January 1st, 2005 by Adam

Plymouth State University programs in initial

teacher preparation, advanced educator
and professional school personnel have achieved multiyear re-accreditation from the
National Council for the Accreditation of Teacher Education (NCATE). Plymouth State
is the first New Hampshire school to be accredited under new standards mandated by
NCATE in 2000.

“This year NCATE is celebrating its 50th anniversary as the premier national accrediting
body for teacher education,” says PSU President Donald P.Wharton,”and we are proud to say
that Plymouth State programs have been accredited for the entire 50 years.”

Patricia Cantor, chair of the Council of Teacher Education at Plymouth State says,”The
NCATE visiting team was struck by how well our candidates and faculty exemplify the qualities
described in our conceptual framework for teacher education: commitment, holism, experience,
collaboration and knowledge. They were particularly impressed by the commitment and enthusiasm
of our candidates, the knowledge and dedication of the faculty and the many exciting collaborative
ventures with which Plymouth State is involved in the wider professional education community
throughout the state and region.”

“NCATE accreditation is widely recognized as a mark of distinction and that is one of the
reasons so many teacher candidates choose to study at Plymouth State University. Graduating from
an NCATE-approved program makes our students more attractive candidates for education positions
all over the United States. They are well poised to become the new leaders in their field,” Cantor
adds. NCATE-accredited schools must meet rigorous standards set by the profession and members of
the public. Teacher candidates must have in-depth knowledge of the subject matter they plan to
teach as well as the skills necessary to convey that knowledge so that students learn. The
institution must have partnerships with schools from preschool through grade 12 that will enable
candidates to develop the skills necessary to help students learn. Candidates must be prepared to
understand and work with diverse student populations, and University faculty must model effective
teaching practices. The University must also demonstrate availability of a variety of resources, including information technology.

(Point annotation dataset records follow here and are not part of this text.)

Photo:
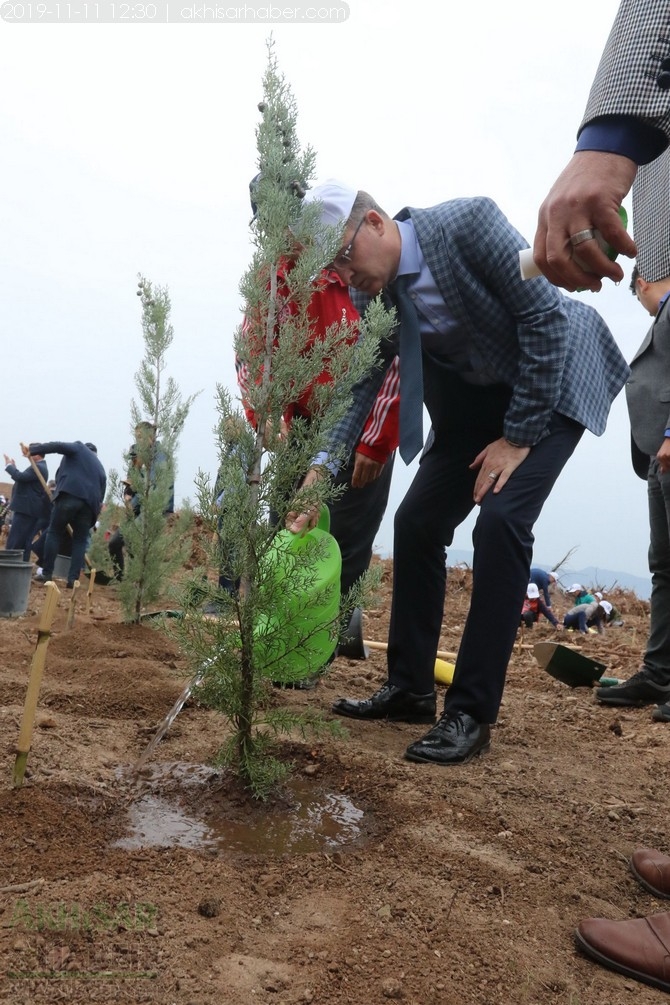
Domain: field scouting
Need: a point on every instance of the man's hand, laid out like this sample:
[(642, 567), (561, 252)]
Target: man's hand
[(663, 455), (365, 470), (496, 462), (299, 521), (587, 195), (270, 437)]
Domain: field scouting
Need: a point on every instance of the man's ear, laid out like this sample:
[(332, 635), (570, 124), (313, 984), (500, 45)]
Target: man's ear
[(376, 220)]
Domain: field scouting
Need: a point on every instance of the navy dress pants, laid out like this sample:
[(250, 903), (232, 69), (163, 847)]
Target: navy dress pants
[(465, 419)]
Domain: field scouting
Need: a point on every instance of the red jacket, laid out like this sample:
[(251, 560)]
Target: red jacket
[(330, 305)]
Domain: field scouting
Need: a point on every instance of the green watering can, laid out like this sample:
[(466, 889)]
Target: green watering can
[(301, 577)]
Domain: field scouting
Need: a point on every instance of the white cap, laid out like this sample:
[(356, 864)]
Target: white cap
[(337, 201)]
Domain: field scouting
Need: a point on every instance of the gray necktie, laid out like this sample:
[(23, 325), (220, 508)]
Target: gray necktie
[(411, 371)]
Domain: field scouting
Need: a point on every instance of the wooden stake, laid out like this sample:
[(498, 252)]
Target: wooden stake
[(441, 654), (70, 612), (34, 681)]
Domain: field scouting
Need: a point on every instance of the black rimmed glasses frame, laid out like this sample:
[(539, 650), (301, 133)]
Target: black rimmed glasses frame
[(344, 257)]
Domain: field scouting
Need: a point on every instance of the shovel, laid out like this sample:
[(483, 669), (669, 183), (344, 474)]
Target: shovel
[(353, 645), (571, 667)]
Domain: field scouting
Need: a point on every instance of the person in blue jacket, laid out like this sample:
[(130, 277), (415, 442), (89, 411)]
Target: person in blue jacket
[(77, 500), (26, 505)]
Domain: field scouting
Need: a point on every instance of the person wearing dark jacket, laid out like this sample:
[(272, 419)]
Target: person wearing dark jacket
[(26, 504), (77, 500)]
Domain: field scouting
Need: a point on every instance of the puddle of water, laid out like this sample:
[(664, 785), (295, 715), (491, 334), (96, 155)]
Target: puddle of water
[(311, 820)]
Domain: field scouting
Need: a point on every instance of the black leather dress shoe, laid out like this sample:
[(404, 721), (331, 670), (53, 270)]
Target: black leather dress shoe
[(638, 690), (455, 739), (390, 702)]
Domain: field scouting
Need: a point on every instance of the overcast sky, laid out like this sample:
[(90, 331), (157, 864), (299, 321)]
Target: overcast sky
[(129, 147)]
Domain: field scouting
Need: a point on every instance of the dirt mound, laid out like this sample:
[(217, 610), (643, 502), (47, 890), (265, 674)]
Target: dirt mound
[(402, 881)]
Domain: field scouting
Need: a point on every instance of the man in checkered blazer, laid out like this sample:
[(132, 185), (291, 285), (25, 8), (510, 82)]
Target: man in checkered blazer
[(512, 373), (626, 125)]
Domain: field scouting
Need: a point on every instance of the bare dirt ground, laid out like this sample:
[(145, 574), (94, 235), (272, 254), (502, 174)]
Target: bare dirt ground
[(403, 881)]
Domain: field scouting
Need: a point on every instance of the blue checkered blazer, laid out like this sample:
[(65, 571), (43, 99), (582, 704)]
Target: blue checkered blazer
[(627, 80), (554, 352), (632, 80)]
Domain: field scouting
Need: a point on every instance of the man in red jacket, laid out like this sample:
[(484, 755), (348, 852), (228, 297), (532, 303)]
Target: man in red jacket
[(357, 514)]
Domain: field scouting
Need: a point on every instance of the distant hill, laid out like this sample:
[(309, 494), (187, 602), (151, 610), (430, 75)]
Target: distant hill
[(589, 576)]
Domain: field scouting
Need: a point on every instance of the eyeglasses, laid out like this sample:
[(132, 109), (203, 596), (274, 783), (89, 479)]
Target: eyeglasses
[(344, 257)]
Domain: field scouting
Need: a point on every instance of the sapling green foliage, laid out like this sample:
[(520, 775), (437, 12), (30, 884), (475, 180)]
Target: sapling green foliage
[(155, 542), (265, 630)]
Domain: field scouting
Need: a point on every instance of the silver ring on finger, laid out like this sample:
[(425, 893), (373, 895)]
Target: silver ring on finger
[(581, 236)]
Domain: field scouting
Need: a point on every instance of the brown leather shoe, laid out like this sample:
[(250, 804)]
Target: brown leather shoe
[(638, 948), (652, 869)]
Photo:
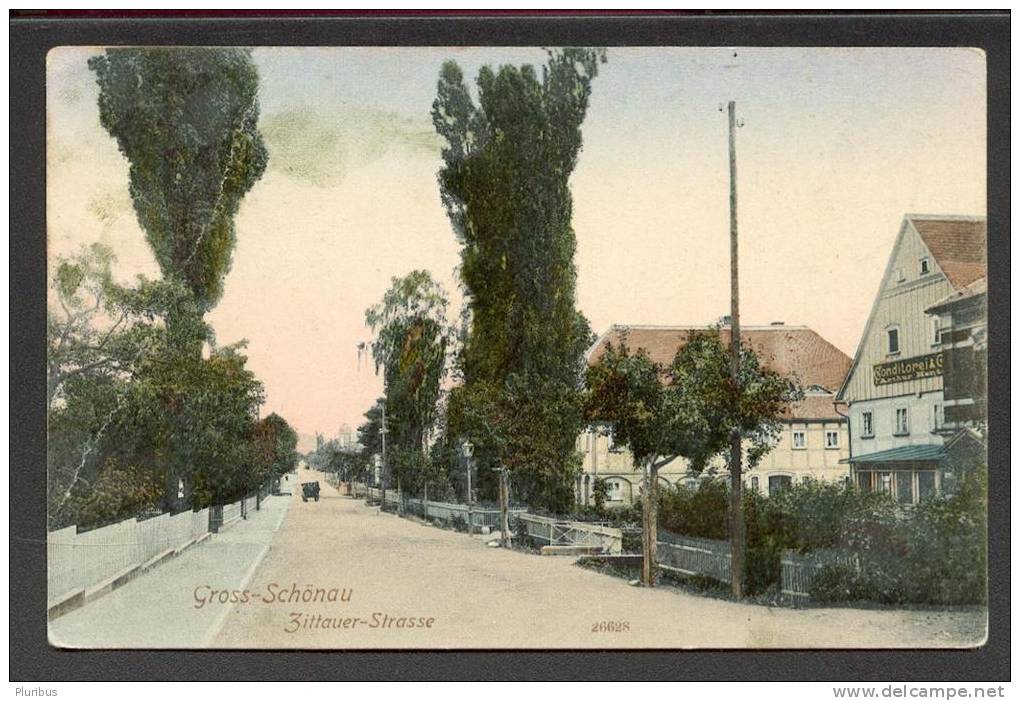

NCATE revises its standards every five years to incorporate best practices and research
in order to ensure that the standards reflect a consensus about what is important in teacher preparation
today.

NCATE currently accredits 575 institutions, which produce two thirds of the nation’s new teacher
graduates each year. The U.S. Department of Education and the Council for Higher Education Accreditation
recognize NCATE as an accrediting body for schools, colleges and the department of education.